395.0000 Occasional Sales—Sale of a Business—Business Reorganization—Regulation 1595

Annotation 395.2160

(j) Mergers and Reorganizations

(2) Reorganizations

395.2160 Corporate Reorganizations. The sequence of the transactions is as follows:

(1) Corporation B is a wholly-owned subsidiary of Corporation A. Corporation A transfers all of its shares of B's stock back to B in exchange for B's assets and liabilities so as to come within the terms of section 334(b), of the Internal Revenue Code.

(2) Corporation C is another wholly-owned subsidiary of Corporation A. All of the assets and liabilities of C are transferred to Corporation A in liquidation so as to come within the terms of section 332, of the Internal Revenue Code.

(3) Corporation A transfers to Corporation C all of the assets and liabilities received from Corporation B in exchange for stock and an interest bearing note so as to come within the terms of section 351, of the Internal Revenue Code.

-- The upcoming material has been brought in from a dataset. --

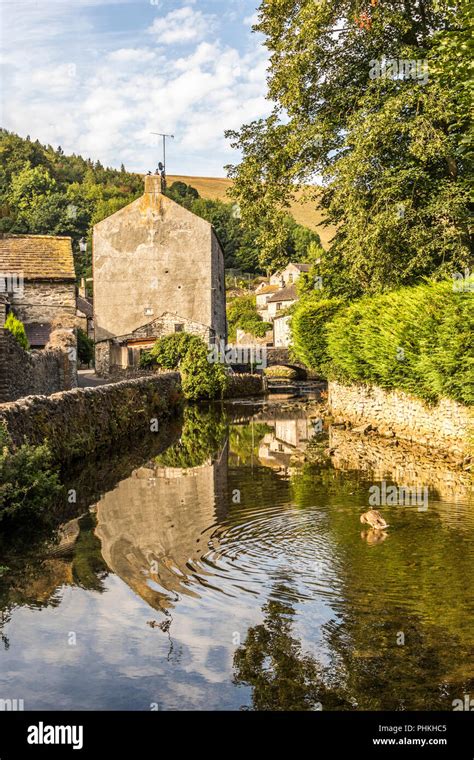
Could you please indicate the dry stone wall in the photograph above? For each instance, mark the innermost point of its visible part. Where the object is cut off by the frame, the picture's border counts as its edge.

The transfer in (1) from Corporation B to Corporation A is not subject to tax, since the transaction is either an occasional sale or a sale for resale (since Corporation A made no use of these assets other than transferring them to Corporation C). The transfer in (2) is exempt from tax as an occasional sale. However, for the transfer in (3) to be an occasional sale, it must consist of "all or substantially all of the property" of the transferor, as required by Revenue and Taxation Code section 6006.5(b). The requirement is met if the tangible personal property formerly belonging to Corporation B, which was transferred to Corporation A and then to Corporation C, represents 80 percent or more of the total tangible personal property held by Corporation A. 7/29/59; 8/7/59. (Am. 2004–2).